Looking for a self hosted diary type of service. Where I can login and write small topics, ideas, tag them and date them. No need for public access.
Any recommendations?
Edit: anybody using monicahq or has experience with it?
Clarification: indeed I could use a general note taking app for this task. I already host and use silverbullet for general notes and such. I am looking at something more focused on daily events and connections. Like noting people met, sport activities and feedbacks, names, places… So tagging and date would be central, but as well as connections to calendar and contacts, and who knows what else… So I want to explore existing more advanced, more specialized apps.
Edit2: I ended up with BookStack. MonicaHQ seems very nice but proved unable to install using containers. It would not obey APP_URL properly and would mess up constantly HTTP / HTTPS redirection. Community was unrepsonsive and apparently github issues are ignore lately. So i ditched MonicaHQ and switched to BookStack: installed in a breeze (again container) and a very simple NGINX setup just worked. I will be testing it out now.
Looks very promising, but its not self hosted? Looks more like an app / local webapp?
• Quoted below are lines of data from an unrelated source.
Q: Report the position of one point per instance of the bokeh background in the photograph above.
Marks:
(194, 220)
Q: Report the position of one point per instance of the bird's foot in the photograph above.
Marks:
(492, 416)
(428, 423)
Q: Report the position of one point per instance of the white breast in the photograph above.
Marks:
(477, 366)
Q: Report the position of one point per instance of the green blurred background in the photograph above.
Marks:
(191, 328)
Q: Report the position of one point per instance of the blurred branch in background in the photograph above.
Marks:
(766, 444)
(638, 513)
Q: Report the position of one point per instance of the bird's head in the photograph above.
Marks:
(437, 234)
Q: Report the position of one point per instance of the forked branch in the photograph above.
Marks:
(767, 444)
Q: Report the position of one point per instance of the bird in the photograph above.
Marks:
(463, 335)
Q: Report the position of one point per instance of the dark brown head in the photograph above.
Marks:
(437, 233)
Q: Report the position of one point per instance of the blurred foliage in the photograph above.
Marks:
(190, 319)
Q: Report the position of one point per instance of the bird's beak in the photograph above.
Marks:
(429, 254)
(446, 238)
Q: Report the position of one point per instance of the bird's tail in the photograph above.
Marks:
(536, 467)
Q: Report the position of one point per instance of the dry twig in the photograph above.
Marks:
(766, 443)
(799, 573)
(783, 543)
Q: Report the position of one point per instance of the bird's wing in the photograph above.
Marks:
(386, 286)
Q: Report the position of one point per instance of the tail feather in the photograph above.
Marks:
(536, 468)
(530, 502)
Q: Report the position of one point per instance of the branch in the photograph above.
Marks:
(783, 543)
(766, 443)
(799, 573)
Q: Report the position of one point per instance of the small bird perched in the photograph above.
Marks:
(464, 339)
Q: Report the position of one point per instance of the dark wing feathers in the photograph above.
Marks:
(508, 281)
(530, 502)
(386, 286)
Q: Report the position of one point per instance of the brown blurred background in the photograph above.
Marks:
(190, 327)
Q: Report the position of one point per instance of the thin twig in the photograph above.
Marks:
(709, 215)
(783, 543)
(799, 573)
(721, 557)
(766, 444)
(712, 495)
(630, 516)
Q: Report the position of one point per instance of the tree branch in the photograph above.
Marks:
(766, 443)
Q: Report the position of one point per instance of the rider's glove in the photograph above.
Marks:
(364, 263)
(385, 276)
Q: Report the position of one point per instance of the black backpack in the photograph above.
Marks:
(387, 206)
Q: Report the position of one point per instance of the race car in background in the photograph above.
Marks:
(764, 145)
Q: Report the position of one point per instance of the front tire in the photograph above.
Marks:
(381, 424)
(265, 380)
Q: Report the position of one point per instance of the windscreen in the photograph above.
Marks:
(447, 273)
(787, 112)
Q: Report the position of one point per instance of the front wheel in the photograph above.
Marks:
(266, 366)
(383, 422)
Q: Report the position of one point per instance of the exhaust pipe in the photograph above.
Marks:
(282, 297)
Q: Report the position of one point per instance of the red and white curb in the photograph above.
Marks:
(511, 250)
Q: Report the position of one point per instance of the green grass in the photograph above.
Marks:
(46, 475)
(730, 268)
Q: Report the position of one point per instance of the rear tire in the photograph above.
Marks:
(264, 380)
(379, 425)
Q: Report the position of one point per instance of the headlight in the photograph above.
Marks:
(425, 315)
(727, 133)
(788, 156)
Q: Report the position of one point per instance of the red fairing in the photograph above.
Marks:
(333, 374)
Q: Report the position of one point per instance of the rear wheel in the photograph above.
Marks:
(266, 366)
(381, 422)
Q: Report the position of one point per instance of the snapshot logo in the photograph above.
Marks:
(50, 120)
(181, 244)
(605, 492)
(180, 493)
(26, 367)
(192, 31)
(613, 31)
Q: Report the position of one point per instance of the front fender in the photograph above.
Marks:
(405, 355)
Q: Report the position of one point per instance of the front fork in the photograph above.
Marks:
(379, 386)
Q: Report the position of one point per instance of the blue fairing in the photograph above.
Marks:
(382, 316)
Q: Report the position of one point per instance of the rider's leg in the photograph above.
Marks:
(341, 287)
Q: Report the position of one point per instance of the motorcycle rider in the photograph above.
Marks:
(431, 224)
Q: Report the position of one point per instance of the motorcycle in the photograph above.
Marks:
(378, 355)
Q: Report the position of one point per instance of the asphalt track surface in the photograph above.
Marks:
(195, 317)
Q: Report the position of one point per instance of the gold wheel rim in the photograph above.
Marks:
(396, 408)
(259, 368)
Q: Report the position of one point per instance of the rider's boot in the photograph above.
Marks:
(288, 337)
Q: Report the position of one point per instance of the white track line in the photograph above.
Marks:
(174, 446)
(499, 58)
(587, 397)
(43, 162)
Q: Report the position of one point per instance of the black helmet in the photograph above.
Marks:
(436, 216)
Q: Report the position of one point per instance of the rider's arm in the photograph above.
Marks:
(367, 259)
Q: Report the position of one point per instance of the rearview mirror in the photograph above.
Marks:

it’s a bunch of loose files, basically. If you wanted it actively hosted, you’d just need to put them into a web server, basically.
I don’t think it will have everything you’re looking for, but I really like DailyTxT. I do have a couple other note-taking apps & seeing if I want to replace DailyTxT with Obsidian, but I like the web-hosted & straight-forwardness of DailyTxT.
This looks very cool, will definitely give it a try. Thank you
Maybe not be exactly what you’re looking for, but Logseq has a daily note-taking function. When you open it for the first time of the day, it shows you a blank journal with the current date as the header and you can put whatever you want in it. It has a search function that can search through all the notes you’ve made for specific text. It saves each day as a separate markdown file and you can sync these to your phone or other devices with Syncthing, a cloud service like Google Drive, or with git if you host something like Forgejo.
The only thing about Logseq is that it doesn’t use the standard syntax for Markdown checkboxes. Instead, it has it’s own Todo syntax, which is perfectly human readable without Logseq, but loses out of some convenience if you were to migrate to something else.
If it isn’t meant for others to see, what’s wrong with a .txt file you just add notes to?
Obsidian is great for note taking and creating pathological atomic notes that connect to each other
pathological
I’m afraid this one is already taken, friend.